Healing will sit you down to yourself. Your raw self. The self who has no achievements, no followers, no applause. Just you.
And when you have spent your entire life in trying not to be yourself: in being busy, having friends, achieving things, that is when it becomes unbearable.
Yet in the face of loneliness it turns out to be intimacy. You start to regard yourself as it is, wounds, scars, the beauty lurking beneath it all. You cease acting and begin to exist.
Healing is not only bloody and lonely, but it is sincere. Brutally honest.
It is knowing that you had been in a relationship long enough to not be in love but because you were afraid of being alone. It is coming out to acknowledge the fact that you took the job not because you loved it, but because your father desired it. It means admitting that you are mad at the people who will never make amends and that you are still holding grudges that you claimed to have gotten rid of.
Healing compels you to quit lying to yourself. And when the truth becomes known--it is painful. But it also frees.
Dark affirmation: You don’t have to fix what was never broken. You only need to stop pretending the cracks don’t exist.
I recall a friend telling me of the day when she eventually left her marriage. She had been years praying the change to come, and love to come back, trying to hold the home together on behalf of the children. She believed that being there, surviving and sacrificing even more would restore her health.
Healing came when she packed her bags. It was on the day she walked out--not because it was easy, but because she knew that the only one that was dying in that house was she.
It wasn’t a day that I felt strong, she said to me, when I left. I felt broken. But this time for the first time it was my breaking.
That is the truth of healing: it is not necessarily a sense of victory. It even seems like falling apart. Neither can collapse be unholy.
You are not failing, if you are in the midst of it--if you are bleeding, or lonely, or choking on truths that you never wanted to know.

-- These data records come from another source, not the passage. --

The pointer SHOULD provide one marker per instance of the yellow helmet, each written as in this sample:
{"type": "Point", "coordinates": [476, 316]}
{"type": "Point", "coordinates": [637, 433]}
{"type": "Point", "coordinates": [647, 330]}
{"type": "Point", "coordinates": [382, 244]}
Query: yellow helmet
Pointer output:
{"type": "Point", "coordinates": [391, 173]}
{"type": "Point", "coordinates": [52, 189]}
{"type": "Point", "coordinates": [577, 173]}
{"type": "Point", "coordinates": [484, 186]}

This is healing. This is the way it looks when you take the filters off and the timelines and the expectations off. There is no linear, no pretty, no social-media-worthy healing.
But it is real.
And on the other side of the blood, the solitude, the sincerity,--you will find something unshaken. Yourself.
Not the one your parents made you believe. Not this one of you that was forced to perform, please, and prove. Even when you did not think it, the self that was always sufficient.
Healing isn’t beautiful in the way we imagine. It’s not flowers and soft music. It’s not quick or easy. It’s bloody, lonely, and honest.
But maybe that’s the beauty of it. Not the polished version, but the raw one. The version that reminds you that scars aren’t signs of weakness—they’re proof that you survived what tried to end you.
So if you’re there, in the dark, don’t rush. Don’t shame yourself for not being “better” already. Don’t let the world trick you into thinking healing should look like a photoshoot.
Let it be messy. Let it be real. Let it be yours.
And when it hurts the most, remember this: even in the blood, even in the loneliness, even in the honesty—you are becoming. And that is enough.